Jakarta, ERANASIONAL — Kejaksaan Agung (Kejagung) masih menganalisis data dari Kementerian Kehutanan (Kemenhut) untuk mengusut kasus dugaan penambangan ilegal di Konawe Utara, Sulawesi Tenggara (Sultra).
Salah satu langkah yang dilakukan yakni mempelajari dokumen terkait luasan dan titik kawasan hutan yang dicocokan langsung dengan data milik Kemenhut.
Direktur Penyidikan Jaksa Agung Muda Tindak Pidana Khusus (Jampidsus) Kejagung, Syarief Sulaeman Nahdi, mengatakan pencocokan dokumen tersebut penting untuk memperkuat pembuktian dalam penyidikan.
“Sedang kita pelajari. Kita yang penting adalah dokumen-dokumen yang kita perlukan. Yang kemarin kita cocokkan dengan yang ada di Kementerian Kehutanan. Itu adalah masalah luasan hutan, titik-titiknya, di tempat penambangan itu. Itu yang kita lakukan,” kata Syarief di Kejagung, Rabu (14/1).
Disampaikan Syarief, ia juga telah melakukan pemeriksaan terhadap sejumlah Saksi dalam kasus ini.
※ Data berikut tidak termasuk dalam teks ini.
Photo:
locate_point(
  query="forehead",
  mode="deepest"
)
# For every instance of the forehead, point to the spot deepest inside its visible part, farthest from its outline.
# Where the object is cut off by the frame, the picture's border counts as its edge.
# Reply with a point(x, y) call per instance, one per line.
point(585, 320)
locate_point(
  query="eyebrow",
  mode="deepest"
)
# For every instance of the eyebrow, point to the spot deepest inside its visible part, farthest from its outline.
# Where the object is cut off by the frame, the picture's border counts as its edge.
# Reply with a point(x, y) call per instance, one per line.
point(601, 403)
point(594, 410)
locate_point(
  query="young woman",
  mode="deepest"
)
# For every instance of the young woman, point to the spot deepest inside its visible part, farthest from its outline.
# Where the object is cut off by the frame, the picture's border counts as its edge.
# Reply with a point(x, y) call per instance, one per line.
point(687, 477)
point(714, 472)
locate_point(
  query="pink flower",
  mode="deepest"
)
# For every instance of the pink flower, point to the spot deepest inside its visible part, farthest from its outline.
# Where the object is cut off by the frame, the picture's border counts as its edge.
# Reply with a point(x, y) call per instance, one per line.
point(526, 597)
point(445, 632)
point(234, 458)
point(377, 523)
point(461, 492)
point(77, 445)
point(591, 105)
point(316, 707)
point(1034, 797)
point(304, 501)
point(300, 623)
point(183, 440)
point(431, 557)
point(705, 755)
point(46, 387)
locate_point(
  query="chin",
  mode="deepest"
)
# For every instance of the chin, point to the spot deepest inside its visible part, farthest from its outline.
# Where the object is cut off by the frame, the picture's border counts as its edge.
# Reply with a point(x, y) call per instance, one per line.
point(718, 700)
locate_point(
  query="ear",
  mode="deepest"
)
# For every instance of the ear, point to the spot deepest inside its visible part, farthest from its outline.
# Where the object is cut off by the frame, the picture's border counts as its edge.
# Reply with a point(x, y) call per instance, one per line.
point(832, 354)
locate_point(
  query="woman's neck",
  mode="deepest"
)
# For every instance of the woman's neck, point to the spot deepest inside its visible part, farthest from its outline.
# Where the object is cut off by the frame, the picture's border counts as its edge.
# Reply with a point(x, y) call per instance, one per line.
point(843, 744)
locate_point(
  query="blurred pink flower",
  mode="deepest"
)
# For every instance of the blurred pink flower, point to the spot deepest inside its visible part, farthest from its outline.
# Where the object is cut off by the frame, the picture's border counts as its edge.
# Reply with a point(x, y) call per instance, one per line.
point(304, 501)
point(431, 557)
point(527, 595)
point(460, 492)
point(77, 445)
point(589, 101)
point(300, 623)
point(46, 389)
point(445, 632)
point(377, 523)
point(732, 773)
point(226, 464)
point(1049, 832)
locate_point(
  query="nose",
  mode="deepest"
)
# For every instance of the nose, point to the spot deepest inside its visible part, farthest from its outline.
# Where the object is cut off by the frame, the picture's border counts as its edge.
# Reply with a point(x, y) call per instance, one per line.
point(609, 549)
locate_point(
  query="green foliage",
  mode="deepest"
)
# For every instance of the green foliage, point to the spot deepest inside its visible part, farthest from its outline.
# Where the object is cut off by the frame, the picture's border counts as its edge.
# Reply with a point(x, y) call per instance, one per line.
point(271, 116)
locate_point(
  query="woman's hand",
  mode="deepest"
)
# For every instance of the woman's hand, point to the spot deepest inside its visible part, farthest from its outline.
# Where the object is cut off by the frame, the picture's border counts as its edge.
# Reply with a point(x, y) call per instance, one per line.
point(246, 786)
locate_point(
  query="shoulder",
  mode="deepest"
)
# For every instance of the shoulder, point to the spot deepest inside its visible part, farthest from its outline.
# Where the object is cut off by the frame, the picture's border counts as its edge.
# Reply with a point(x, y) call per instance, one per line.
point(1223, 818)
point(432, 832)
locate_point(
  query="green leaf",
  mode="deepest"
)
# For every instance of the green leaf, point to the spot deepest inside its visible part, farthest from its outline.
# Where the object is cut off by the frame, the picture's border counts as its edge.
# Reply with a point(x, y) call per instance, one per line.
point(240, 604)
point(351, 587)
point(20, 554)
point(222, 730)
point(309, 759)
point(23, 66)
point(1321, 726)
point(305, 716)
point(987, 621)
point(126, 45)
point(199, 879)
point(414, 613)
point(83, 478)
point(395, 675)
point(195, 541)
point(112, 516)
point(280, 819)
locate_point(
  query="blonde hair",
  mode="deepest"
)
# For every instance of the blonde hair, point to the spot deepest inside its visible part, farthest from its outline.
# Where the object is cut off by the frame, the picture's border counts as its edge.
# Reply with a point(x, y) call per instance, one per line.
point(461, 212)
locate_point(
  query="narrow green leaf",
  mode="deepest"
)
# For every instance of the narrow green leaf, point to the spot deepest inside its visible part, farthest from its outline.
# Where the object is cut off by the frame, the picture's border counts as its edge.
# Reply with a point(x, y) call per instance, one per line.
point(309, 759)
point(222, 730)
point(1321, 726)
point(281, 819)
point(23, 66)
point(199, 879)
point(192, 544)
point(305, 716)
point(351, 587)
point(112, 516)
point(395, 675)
Namun, ia tidak mengungkap secara detail berapa jumlah saksi yang diperiksa dan identitasnya.
Syarief hanya memberkan kekhawatiran telah meminta keterangan dari mantan Bupati Konawe Utara, Aswad Sulaiman. Aswad diperiksa dalam kapasitasnya sebagai Saksi.
“Sudah pernah diperiksa. Periodenya 2013, inisial A,” ujarnya.
Lebih lanjut, Syarief menyebut penyidik saat ini pun tengah berkoordinasi dengan BPKP untuk menghitung kerugian negara dalam perkara ini.
“Sekarang sedang proses juga bersamaan dengan perhitungan kerugian negara di BPKP,” ucapnya.